NStar Goes Underground to Improve Reliability
The usual cause for electric power failure: wires forced down as a result of storms or highway accidents. The immediate reaction for power companies: isolate the fault and supply power to the affected areas from redundant sources, usually from adjacent communities. The Outer Cape past Wellfleet is especially vulnerable to such failures because residents and businesses do not have a redundant supply of power. Historically, the redundant transmission line has stopped at the Wellfleet/Truro town line, and from there through Truro and on to Provincetown only the primary power line has been at the top of the power-poles along Route 6.

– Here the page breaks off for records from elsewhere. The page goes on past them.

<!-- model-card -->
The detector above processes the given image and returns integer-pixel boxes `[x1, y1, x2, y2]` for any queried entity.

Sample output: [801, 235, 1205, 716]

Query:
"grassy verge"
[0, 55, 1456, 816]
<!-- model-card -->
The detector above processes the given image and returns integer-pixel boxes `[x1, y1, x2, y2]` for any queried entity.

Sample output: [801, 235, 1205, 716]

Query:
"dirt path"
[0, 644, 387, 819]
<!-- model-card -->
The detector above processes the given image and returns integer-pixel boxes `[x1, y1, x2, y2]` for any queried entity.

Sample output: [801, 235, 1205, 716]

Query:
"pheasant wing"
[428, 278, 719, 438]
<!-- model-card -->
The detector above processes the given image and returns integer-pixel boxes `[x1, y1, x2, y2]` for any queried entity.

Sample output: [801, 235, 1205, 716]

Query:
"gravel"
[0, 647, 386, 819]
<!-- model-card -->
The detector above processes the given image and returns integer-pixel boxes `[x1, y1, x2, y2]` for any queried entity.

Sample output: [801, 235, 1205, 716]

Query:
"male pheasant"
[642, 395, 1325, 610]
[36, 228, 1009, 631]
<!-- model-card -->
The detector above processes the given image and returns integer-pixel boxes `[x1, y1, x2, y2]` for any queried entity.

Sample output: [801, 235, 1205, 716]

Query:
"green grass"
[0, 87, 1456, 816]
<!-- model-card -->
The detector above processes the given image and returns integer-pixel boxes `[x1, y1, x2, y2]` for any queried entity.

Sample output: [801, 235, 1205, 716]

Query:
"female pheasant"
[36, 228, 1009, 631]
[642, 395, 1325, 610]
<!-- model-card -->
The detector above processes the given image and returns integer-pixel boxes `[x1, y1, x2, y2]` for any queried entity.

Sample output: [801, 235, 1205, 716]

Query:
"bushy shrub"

Starting this fall, NStar will install a new underground loop for the 11.8 miles from the Wellfleet–Truro town line to Snail Road in Provincetown. This loop, furnishing redundant power, will be alongside Route 6 (almost all the way) and will not cause any of the existing poles to be taken down. It also will not require an eleven-mile long trench to be dug!
This high-voltage, high-power line will be installed underground by horizontal directional digging between two-foot square pits, variously 200 to 500 feet apart, with the cables drawn through horizontal holes. Altogether there will be some 115 pits connected. This technology was developed over the last couple of decades as hydraulic fracking was developed.
The route will be entirely within the highway right-of-way (the “layout”) and will not be on any private property. It will be on the West side of Route 6 but will include South Hollow Road to Shore Road, where it will stay on the East side. This is because there has to be a transformer to maintain the voltage, and the transformer will be mounted on the Truro Substation which is near Babe’s Bakery. Then the loop will be brought out along Standish Road to Route 6 and proceed into Provincetown.
NStar has presented its plans to the Truro Conservation Commission and the State DEP for permits to work near wetlands, conservation areas, etc. The plans are available for examination at the Conservation Commission office in Town Hall.
When the construction is complete there will be those 115 new manhole covers flush with the ground as the only evidence of the work, except for fewer – and shorter – power outages.